1:50-2:50 -- Read Kitzur Shulchan Aruch on hurtful speech (cursing, insulting,etc) with Ben.  Ordinarily, we would have instead reviewed Gemara together, but because of today's lack of progress, we never got very far in class, so we read the Halachic work instead.  We are learning, for instance, that one may not misdirect people in commerce, call someone by an insulting nickname even if that nickname has become thoroughly attached to him or her, ask someone a difficult question to which one knows the respondent does not know the answer, or insistently invite one's neighbor to one's house.

2:50-4:15 -- Read the book of Jeremiah with Ari, alternating by chapter, with some discussion.  Got through chapters 5-16, or so, I think.  Visions, prophecies, denunciations, false prophets, corrupt monarchs, idolatry, Babylonians at the gate -- all in a day's work.  I'm glad to be returning to this prophetical book; in fact, I think that I should really go back and review all of the Former Prophets, and then the three Major Prophets.  In other words, I have a lot of homework to do!

4:15-6:30 -- Two back-to-back classes with Rav Asi.  The first one was on relating certain Psalms to certain events in King David's life, with relevant midrashim, etc.; today, the topic was David's annointment as king.  The second class is based on a sicha by the Rebbe on spiritual challenges.

6:30-7:40 -- Cross-referenced in Bava Mezia 58b-59a of passages from Kitzur Shulchan Aruch with Ben.  We learned some interesting things.  Also, I finished the book of Psalms, and tried my best to continue reading Mishnah Bava Kama, reviewing legal responsibility for damage caused by one's livestock's feet (and, by extension, all damage caused by animals' general movements, excluding eating and deliberate attacking).  I'm doing my best to understand as much as possible of each Mishnah in Hebrew; Rabbinic Hebrew, at least in this tractate, tends to be both very simple and very repetitive.  I really like the Kahati edition that I'm using (recommend to me by both Eli and Peninah), which includes a brief summary of the associated Gemara and other famous interpretations, in order to give the reader some idea of the classical understanding of the Mishnah.

7:40-9:00 -- Two back-to-back classes with Rabbi Gorenstein.  The first is on Tanya, continuing with chapter 12.  The second I didn't really understand, we became so sidetracked, but it was more Chasidut.

9:00 -- Ben and I run back to quickly eat dinner, of vegetable soup, with some cold salad.  We walk back with Dovid.

9:30 -- Ma'ariv.  Done and done.

10:20 -- Back at the dorm, in time for my least favorite part of the day: e-mail and other computing.  I have a huge pile I need to answer every day, and I don't even have time to write certain important ones.  I also wrote all of the last post, and most of this one, too.

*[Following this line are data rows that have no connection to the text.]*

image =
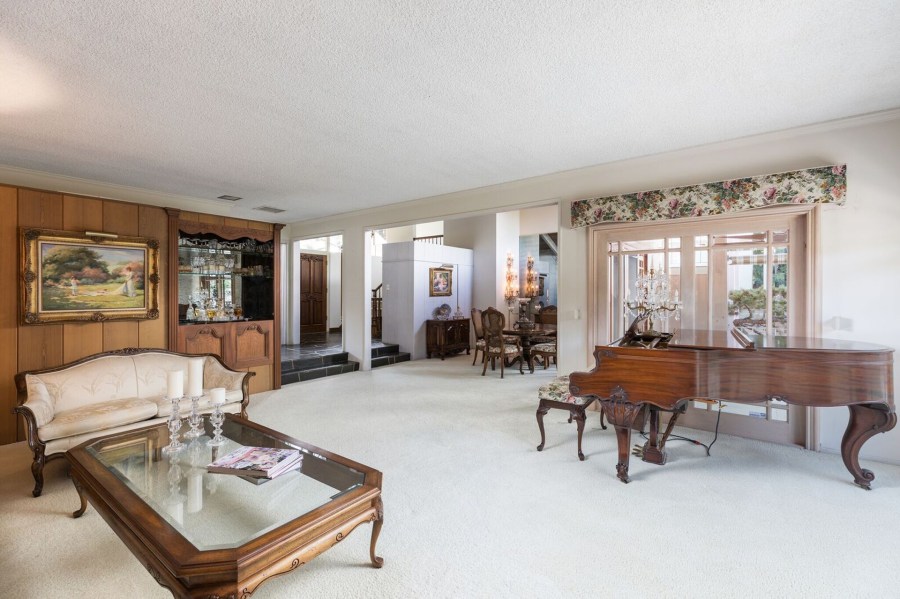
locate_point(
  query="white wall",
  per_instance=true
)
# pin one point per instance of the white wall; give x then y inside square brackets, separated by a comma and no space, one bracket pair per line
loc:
[535,221]
[334,290]
[859,244]
[407,303]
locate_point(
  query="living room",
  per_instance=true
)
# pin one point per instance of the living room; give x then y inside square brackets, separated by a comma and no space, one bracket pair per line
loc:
[471,508]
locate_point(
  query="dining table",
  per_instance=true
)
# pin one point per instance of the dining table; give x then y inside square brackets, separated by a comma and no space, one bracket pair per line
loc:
[527,334]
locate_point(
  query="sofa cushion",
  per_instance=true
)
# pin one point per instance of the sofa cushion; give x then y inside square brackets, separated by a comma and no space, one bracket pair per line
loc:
[152,373]
[558,390]
[98,416]
[164,405]
[103,379]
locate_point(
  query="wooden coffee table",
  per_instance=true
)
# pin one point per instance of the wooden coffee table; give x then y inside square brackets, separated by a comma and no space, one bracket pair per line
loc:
[219,535]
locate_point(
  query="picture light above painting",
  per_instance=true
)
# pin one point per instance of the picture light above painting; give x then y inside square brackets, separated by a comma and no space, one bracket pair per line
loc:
[69,277]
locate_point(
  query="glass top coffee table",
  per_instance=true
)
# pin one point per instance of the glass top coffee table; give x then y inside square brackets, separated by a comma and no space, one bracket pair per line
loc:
[222,535]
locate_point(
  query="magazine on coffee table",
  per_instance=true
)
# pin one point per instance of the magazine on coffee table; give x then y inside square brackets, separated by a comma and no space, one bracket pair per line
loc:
[258,462]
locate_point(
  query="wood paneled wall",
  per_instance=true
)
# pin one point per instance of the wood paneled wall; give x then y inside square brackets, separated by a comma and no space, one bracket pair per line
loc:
[30,347]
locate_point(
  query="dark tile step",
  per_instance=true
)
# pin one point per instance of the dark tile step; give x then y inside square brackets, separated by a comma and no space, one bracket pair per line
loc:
[387,349]
[313,362]
[316,373]
[392,359]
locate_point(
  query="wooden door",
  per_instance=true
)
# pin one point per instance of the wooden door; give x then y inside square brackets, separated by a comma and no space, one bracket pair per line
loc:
[313,294]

2:30 -- Bed, really tired, by now.

~JD

כיצד השן מועדת לאכול את הראוי לה"
הבהמה מועדת לאכול פרות וירקות
"אכלה כסות או כלים משלם חצי נזק


[In what case is the tooth (of the animal) fully liable (for the damage it causes)?  For eating what is natural for it.  The beast is fully liable in regards to eating fruits and vegetables. (For) eating a garment or utensils, (the owner) pays for half of the damages] (Bava Kama 2:2).